Due to the American Revolution, Molly Brant expanded her cultural power by promoting Iroquois gender customs in her relationships with the British people. While being a housekeeper for her husband, Brant’s trade good distribution between colonists and local merchants allowed her to gain authority and create networks of influence (Lauter, 2020). As a result, she obtained a title of a Mohawk clan mother and supporter of the Covenant Chain alliance. These efforts ensured the exchange of products, which contributed to a higher quality of life for both involved cultures.

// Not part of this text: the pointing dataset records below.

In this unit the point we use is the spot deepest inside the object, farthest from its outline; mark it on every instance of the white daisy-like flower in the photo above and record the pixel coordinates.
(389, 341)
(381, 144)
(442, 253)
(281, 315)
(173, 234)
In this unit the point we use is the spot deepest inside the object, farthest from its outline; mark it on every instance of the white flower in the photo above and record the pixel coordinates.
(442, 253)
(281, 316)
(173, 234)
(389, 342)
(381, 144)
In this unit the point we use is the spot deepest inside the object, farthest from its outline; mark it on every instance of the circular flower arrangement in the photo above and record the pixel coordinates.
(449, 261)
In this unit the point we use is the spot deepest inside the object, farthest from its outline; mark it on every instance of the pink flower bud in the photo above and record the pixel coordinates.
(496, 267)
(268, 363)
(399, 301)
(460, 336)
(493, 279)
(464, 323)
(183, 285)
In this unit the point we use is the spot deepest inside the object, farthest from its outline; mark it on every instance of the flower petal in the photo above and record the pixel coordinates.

In terms of politics, Molly Brant played an essential role in managing Indian Affairs when her husband made trips for work purposes. It was a breakthrough experience for that period since neither Iroquois nor British females were engaged in political affairs (Herrmann, 2019). As an influential figure, she participated in councils and “established her distribution networks in several different locations in Iroquoia” (Kern, 2013, p. 39). This prominent woman also acted as a mediator of tensions between the two sides, ensuring that garrison officers provided the people of her tribe with the products and services they needed. Molly Brant’s power allowed her to remain open to any person, who wanted to speak to her (Lauter, 2020). Namely, she launched a small store in Canajoharie, where not only goods were sold, but also Indian warriors could visit her for sound consultation. In other words, it was a central meeting place to further support the Covenant Chain alliance.


To conclude, Mary “Molly” Brant was a prominent female figure, who managed to preserve her unique Iroquois traditions, while also aligning them with the European culture and creating the Covenant Chain alliance. Brant created an image of a politically and socially active woman, thus showing other women that their voices can be heard. In general, the American Revolution was decisive for females as it opened new opportunities in social and political areas. Many women began to understand that their traditional roles as housekeepers could be transformed and that there were ways they could contribute to the future of their societies.


Herrmann, R. B. (2019). No Useless Mouth: Waging War and Fighting Hunger in the American Revolution. Cornell University Press.

Kern, B. D. (2013). An Iroquois Woman Between Two Worlds: Molly Brant and the American Revolution [Doctoral Dissertation, Miami University]. OhioLink ETD Center.

Lauter, P. (2020). A companion to American Literature and Culture. John Wiley & Sons.